EECS 570: Pthreads Tutorial

Developed by Tanvir Ahmed Khan (takh@umich.edu) , Jan 2019.

An introductory tutorial on parallel programming using Pthreads.

Step 0: Let's start with the following sequential baseline:
[source]

Matrix Multiplication !

Compile and run:

$ gcc serial.cpp -o serial
$ time ./serial

real   0m4.306s
user   0m4.288s
sys    0m0.016s

Step 1: We want to accelerate this program.
Following Amdahl’s law- we should parallelize part(s) of the program that take a long time. So, let's profile the runtime.
[source]

Compile and run:

$ gcc serial.cpp -o serial
$ time ./serial
Initialization time: 13155
Multiplication time: 4308665
Print time: 56714

real   0m4.381s
user   0m4.372s
sys    0m0.008s

The actual multiplication operations takes ~98% of the whole execution time. So, we should parallelize multiply(). We will use Pthreads (POSIX Threads) library for this.

Step 2: Pthreads Basics: more details
A thread is the smallest execution unit that the OS scheduler can schedule on a processing unit. Threads within the same process share the same address space.

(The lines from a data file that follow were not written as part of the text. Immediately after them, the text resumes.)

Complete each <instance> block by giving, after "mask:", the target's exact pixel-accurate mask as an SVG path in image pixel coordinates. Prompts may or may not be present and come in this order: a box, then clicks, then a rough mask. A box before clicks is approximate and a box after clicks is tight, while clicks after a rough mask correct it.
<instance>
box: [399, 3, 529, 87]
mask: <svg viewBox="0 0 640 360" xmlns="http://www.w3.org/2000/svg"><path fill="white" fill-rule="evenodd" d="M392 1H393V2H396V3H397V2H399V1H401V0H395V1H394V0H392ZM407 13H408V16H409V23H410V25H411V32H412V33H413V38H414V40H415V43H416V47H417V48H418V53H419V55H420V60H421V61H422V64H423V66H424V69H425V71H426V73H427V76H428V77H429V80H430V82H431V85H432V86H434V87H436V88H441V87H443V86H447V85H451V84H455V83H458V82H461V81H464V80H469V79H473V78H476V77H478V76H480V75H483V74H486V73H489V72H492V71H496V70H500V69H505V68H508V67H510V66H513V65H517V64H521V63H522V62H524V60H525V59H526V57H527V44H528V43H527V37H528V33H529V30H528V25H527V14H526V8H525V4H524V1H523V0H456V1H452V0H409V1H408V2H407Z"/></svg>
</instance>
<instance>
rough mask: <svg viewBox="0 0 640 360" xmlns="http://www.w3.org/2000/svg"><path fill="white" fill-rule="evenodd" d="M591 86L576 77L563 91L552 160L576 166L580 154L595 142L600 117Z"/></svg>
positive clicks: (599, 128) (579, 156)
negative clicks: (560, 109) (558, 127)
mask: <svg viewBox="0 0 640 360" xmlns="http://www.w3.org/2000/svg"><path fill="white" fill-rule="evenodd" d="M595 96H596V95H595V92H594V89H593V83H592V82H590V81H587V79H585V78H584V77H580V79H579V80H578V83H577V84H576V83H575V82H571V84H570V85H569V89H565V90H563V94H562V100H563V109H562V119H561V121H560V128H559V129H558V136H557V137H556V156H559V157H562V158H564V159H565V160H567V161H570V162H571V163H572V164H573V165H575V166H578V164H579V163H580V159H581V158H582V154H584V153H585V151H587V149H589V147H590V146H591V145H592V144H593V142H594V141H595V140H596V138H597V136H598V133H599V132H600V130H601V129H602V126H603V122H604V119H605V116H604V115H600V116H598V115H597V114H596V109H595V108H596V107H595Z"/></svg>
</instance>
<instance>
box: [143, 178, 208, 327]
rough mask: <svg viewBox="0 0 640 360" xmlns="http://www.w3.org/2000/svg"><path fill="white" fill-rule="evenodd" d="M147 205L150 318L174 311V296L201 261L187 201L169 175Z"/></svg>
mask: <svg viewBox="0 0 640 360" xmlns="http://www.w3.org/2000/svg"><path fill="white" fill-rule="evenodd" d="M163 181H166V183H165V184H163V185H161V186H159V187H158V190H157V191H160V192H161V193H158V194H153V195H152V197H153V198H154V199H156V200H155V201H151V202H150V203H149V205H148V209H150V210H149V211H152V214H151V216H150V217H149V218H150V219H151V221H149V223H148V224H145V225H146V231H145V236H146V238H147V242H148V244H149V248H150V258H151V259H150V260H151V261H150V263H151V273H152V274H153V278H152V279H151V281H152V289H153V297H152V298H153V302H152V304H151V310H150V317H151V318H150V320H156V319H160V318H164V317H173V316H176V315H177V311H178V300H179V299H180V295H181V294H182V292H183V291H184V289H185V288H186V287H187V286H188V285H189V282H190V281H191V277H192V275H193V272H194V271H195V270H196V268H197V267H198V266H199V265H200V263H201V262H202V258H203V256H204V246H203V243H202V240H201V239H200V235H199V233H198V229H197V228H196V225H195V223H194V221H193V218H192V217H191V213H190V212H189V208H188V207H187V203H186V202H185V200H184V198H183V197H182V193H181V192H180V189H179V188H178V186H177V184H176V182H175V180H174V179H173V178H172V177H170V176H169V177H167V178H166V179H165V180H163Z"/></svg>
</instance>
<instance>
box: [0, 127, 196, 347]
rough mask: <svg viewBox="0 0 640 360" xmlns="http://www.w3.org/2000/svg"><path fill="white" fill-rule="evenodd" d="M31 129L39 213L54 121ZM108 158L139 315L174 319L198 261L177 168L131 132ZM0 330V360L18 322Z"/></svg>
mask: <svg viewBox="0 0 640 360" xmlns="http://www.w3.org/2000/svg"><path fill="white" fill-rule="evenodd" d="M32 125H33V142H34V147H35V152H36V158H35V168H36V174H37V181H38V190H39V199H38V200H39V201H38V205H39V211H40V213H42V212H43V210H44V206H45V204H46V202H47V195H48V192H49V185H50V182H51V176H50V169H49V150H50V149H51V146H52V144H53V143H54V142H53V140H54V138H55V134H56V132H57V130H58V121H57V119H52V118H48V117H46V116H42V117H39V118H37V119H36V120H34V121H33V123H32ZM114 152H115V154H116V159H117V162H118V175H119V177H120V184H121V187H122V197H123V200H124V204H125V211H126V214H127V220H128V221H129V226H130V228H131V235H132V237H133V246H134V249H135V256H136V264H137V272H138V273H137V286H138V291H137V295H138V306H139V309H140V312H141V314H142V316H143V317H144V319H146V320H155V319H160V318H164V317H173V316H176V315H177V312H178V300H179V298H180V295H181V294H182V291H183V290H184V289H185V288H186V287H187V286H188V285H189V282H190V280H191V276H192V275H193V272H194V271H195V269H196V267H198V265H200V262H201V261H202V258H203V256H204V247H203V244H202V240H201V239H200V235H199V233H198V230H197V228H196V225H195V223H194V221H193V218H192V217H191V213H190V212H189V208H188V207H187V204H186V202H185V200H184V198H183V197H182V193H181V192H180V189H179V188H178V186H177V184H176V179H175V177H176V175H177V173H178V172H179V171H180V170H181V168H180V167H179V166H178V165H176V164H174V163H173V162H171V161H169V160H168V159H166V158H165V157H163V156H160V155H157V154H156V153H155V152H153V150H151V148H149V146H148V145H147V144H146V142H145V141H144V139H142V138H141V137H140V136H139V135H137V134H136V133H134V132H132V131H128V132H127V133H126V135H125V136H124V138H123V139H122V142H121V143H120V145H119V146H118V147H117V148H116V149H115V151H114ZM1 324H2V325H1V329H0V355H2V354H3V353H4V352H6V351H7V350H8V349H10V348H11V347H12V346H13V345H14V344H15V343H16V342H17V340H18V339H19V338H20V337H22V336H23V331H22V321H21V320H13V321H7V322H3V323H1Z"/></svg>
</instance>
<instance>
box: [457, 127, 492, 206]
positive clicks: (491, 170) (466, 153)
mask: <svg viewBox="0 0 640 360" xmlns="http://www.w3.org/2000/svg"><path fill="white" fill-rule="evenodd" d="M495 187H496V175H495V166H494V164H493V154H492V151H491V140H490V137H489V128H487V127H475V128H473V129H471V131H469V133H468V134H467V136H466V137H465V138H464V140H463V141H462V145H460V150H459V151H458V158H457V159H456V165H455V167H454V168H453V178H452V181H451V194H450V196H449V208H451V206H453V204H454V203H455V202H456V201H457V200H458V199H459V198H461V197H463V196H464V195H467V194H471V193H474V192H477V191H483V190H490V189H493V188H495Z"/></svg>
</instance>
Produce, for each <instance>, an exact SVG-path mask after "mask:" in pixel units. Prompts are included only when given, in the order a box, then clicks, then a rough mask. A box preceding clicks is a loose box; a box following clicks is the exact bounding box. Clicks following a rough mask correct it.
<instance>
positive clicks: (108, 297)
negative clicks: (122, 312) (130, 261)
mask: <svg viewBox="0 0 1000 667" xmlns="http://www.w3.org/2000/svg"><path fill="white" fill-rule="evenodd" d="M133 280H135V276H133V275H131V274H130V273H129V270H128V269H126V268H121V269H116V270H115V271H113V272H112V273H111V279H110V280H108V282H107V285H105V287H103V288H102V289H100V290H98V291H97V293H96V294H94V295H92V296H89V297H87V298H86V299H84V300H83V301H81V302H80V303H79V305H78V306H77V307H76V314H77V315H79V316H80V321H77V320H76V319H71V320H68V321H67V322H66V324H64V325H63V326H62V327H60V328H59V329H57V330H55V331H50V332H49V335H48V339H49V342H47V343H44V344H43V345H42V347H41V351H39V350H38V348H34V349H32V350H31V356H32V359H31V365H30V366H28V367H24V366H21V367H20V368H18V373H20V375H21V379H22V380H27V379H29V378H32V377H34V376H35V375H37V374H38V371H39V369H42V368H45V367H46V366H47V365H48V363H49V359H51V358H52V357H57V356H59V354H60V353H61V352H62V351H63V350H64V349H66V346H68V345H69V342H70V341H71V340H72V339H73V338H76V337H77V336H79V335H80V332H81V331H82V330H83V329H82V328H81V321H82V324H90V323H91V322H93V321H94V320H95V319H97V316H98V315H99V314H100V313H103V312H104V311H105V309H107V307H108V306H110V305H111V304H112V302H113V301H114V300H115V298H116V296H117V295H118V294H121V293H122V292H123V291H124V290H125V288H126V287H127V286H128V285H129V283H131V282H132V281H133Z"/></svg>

Create a new thread using pthread_create.
The main thread then waits for termination of the created thread using pthread_join.

Let's add a thread to our program.
[source]

Note: We modified multiply() to match the expected prototype of pthread_create call. Also, output is now written into a separate file to check the correctness of result.

Let's run our first multithreaded program.

$ gcc parallel.cpp -o parallel -pthread
$ time ./parallel

real   0m4.264s
user   0m4.244s
sys    0m0.012s

$ diff parallel.txt serial.txt | wc -l
0

No speedup ? We just did all computation in a single thread while main thread was waiting for it to finish.
At least, our results match.

Step 3: Distribute workload
We need several threads partitioning the work among them.
[source]

We used 10 threads. The range of k in multiply() that each thread operates on is distributed uniformly among the threads. To specify this range, we created a new structure- thread_args. On the main thread, we initialized thread_args for each thread accordingly.
Note that we called pthread_join in a separate loop once all threads were created. Why?

for(int i = 0; i < NUM_THREADS; i++) {
    pthread_create(&child_threads[i], NULL, multiply, &work_ranges[i]);
    pthread_join(child_threads[i], NULL);
}

Calling pthread_join just after pthread_create will cause the main thread to wait before creating the next thread. We don't want that.

Let's run:

$ gcc parallel.cpp -o parallel -pthread
$ time ./parallel

real	0m0.875s
user	0m5.728s
sys	0m0.000s

Yaay! ~5x speedup. Let's check the output.

$ diff parallel.txt serial.txt | wc -l
3400

Aahh! We broke the correctness of the program. What went wrong?
Let’s look into the parallel multiply operation.

for(int i = 0; i < DIM; i++) {
    for(int j = 0; j < DIM; j++) {
        for(int k = range->start; k < range->end; k++) {
            matrix_c[i][j] += matrix_a[i][k] * matrix_b[k][j];
        }
    }
}

All threads are adding to all the matrix_c[i][j] locations. Can two threads write to the same matrix_c[i][j] at the same time? Data races!
We must ensure correctness by using synchronization primitives like lock, mutex, and semaphore.

Step 4: Synchronize: pthread_mutex_lock, pthread_mutex_unlock
[source]

Let's run:

$ gcc parallel.cpp -o parallel -pthread
$ time ./parallel

real	1m33.011s
user	2m25.812s
sys	9m18.500s

$ diff parallel.txt serial.txt | wc -l
0

Even slower than sequential baseline! Why?
At least, results are correct.

Step 5: Eliminate Lock Contention: We were basically doing all the work sequentially. And, adding the overhead of locking and unlocking one global lock variable.
Each thread should perform local addition parallely, then synchronize final updates. Let's fix this!
[source]

Let's run:

$ gcc parallel.cpp -o parallel -pthread
$ time ./parallel

real	0m1.541s
user	0m6.708s
sys	0m4.628s

$ diff parallel.txt serial.txt | wc -l
0

Phew! We have ~2.8x speedup and correctness.

More Pthreads resources:

Native Execution on Intel Xeon Phi

Compile using Intel's icc compiler, with -mmic flag to generate code for the MIC co-processor target.
Then offload using micnativeloadex command.

$ icc parallel.cpp -o parallel.mic -pthread -mmic
$ micnativeloadex parallel.mic